As we often discuss on the podcast, if you are working with a small sample size, it is then important to acknowledge it in your thought process – identifying that this conclusion may change with access to more information.

What are the three most important things to consider when writing a data-driven piece of analysis?

That’s a good question. For me it comes down to the following:

  • Make sure you are using the right metrics – it sounds like an obvious one, but understanding what each metric can reveal will help in knowing what to look out for in your analysis. A simple example would be that assists are not the best proxy of creativity – expected assists are better, then through balls can add further information, and you can build a reliable picture from there.
  • Talk football language – it is very useful to be driven by the data for a piece of analysis, but if you can’t translate that into football language then it loses its message. This goes for analysis in the media or in a professional football club. Don’t assume that people know what each metric or statistic means, always bring it back to the language of football. 
  • Provide context – I know it has been a thread throughout, but it is so crucial. Conveying the ‘why’ in a data-driven piece of analysis is essential, and the two should always work in tandem. For example, “X player has improved in X metric, but what this means is…”

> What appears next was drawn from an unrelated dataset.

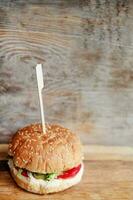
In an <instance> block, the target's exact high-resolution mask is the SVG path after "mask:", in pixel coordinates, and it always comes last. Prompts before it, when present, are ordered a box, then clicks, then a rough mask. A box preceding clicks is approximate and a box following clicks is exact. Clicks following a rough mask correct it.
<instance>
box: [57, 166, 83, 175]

Why do you think data is so important when analysing players or teams?

The use of data has definitely become more accepted in recent years, and more clubs are appreciating the importance of it – not just in terms of getting the edge but simply keeping up with their competitors.

I think data is important in analysis simply because it removes bias. We all have a favourite player, or we ‘feel’ that someone isn’t performing well, but the data takes the emotion out of it and provides an objective picture – which is essential. 

It is also a fast, effective tool in shortlisting players from a recruitment perspective. You might overrate players who look good in a weaker league, or miss out on a player who might appear average in a strong league. But using data can be a cost-efficient method for clubs to use within their recruitment policy. Unfortunately, those who don’t use data will realise they are falling behind.